Katakanlah honor dan tunjangan dokter dan nakes. Bukan hanya keluarga mereka yang merasakan dampaknya. Kan, uang itu akan dibelanjakan. Beli pakaian misalnya. Yang diuntungkan pedagang pakaian. Tokonya punya pegawai, bisa bayar gaji. Pakaiannya mengambil dari distributor. Distibutor dapat lamgsung dari pabrik.
Begitu cara mikirnya.
Daya beli menciptakan permintaan (demand) Kalau ada yang butuh sesuatu otomatis akan ada yang menyediakan (supply). Produknya harus diproduksi. Produksi butuh bahan baku. Ke semua titik itu butuh pegawai. Pegawai dapat gaji. Gaji membuat orang punya daya beli lagi. Begitu seharusnya roda berputar.
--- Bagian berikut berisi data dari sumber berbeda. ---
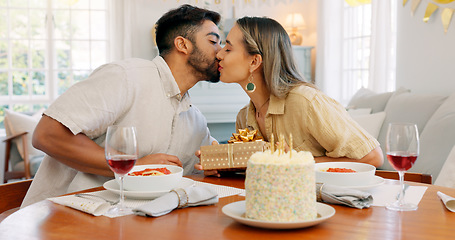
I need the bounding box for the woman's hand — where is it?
[194,141,221,177]
[136,153,182,167]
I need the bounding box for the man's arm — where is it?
[32,115,114,177]
[314,147,384,167]
[32,115,182,177]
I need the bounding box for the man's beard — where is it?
[188,44,220,83]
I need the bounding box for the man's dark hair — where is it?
[155,4,221,56]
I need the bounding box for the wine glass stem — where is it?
[118,175,125,210]
[398,171,404,205]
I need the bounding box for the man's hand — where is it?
[194,141,221,177]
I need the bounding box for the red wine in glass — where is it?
[387,152,417,171]
[107,155,137,175]
[104,125,138,216]
[386,123,419,211]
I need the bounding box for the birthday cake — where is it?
[245,149,317,222]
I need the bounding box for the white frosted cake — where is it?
[245,150,317,222]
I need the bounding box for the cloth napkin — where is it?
[48,195,111,216]
[437,191,455,212]
[316,183,373,209]
[133,186,218,217]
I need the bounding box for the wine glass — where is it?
[386,123,419,211]
[104,125,138,216]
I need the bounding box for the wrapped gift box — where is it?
[201,140,270,170]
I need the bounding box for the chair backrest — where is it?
[0,179,32,213]
[3,132,32,183]
[376,170,433,184]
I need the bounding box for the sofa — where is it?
[347,88,455,187]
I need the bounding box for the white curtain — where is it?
[315,0,344,101]
[368,0,397,92]
[316,0,398,104]
[109,0,136,61]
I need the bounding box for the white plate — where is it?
[340,176,385,190]
[103,177,194,199]
[222,201,335,229]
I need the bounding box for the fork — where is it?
[74,193,120,205]
[397,184,409,200]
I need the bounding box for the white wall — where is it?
[132,0,317,65]
[396,0,455,94]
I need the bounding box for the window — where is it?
[342,3,371,102]
[341,1,397,103]
[0,0,110,128]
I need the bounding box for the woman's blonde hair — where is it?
[236,17,314,98]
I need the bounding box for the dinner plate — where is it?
[103,177,194,199]
[222,201,335,229]
[340,176,385,190]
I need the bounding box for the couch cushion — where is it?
[415,93,455,179]
[378,89,450,173]
[434,146,455,188]
[351,112,385,139]
[348,88,392,113]
[5,109,44,163]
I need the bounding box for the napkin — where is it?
[316,183,373,209]
[48,195,111,216]
[133,186,218,217]
[437,191,455,212]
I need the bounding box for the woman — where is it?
[198,17,383,175]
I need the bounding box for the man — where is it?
[22,5,221,206]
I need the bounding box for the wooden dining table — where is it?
[0,174,455,240]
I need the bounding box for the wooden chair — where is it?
[376,170,433,184]
[3,132,32,183]
[0,179,32,222]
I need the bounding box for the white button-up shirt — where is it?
[22,56,215,206]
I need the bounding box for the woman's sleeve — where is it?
[306,94,379,159]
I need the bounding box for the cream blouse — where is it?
[236,85,379,159]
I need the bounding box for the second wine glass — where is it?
[386,123,419,211]
[104,125,138,216]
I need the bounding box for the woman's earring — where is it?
[245,73,256,93]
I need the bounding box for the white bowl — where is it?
[315,162,376,186]
[115,164,183,192]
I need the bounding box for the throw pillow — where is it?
[348,108,371,117]
[352,112,385,139]
[378,91,447,173]
[347,88,393,113]
[5,109,44,159]
[418,93,455,179]
[434,145,455,188]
Jadi intinya adalah bagaimana masyarakat punya daya beli. Karena itu masyarakat harus punya penghasilan. Penghasilan hanya bisa didapat dengan bekerja. Butuh lapangan pekerjaan. Lapangan pekerjaan terbuka makin lebar kalau ada investasi. Investasi semakin lancar kalau aturannya gak ribet. Aturan ribet perlu ditangani dengan menciptakan aturan baru yang menghapus aturan lama.
Semua tali temali.
Wajar saja jika dalam konteks yang lebih umum Indonesia kini sedang sibuk membahas RUU Cipta Kerja. Ujungnya adalah untuk membuat ekonomi rakyat makin bergairah. Ekonomi kita bisa bertahan serius di tengah kondisi krisis.
Tampaknya Jokowi bukan hanya marah pada para menteri. Ia juga marah pada aturan yang berbelit yang justru menghambat ruang gerak.
Kadang kita harus jujur. Kita ini kebanyakan aturan. Kebanyakan bermasalah karena soal administrasi. Bukan persoalan kerja kerasnya. Sudah saatnya deregulasi dimulai. UU dipangkas. Dalam dunia kerja kita butuh UU Cipta Kerja disyahkan lebih cepat. Agar ekonomi kita gak makin terpuruk.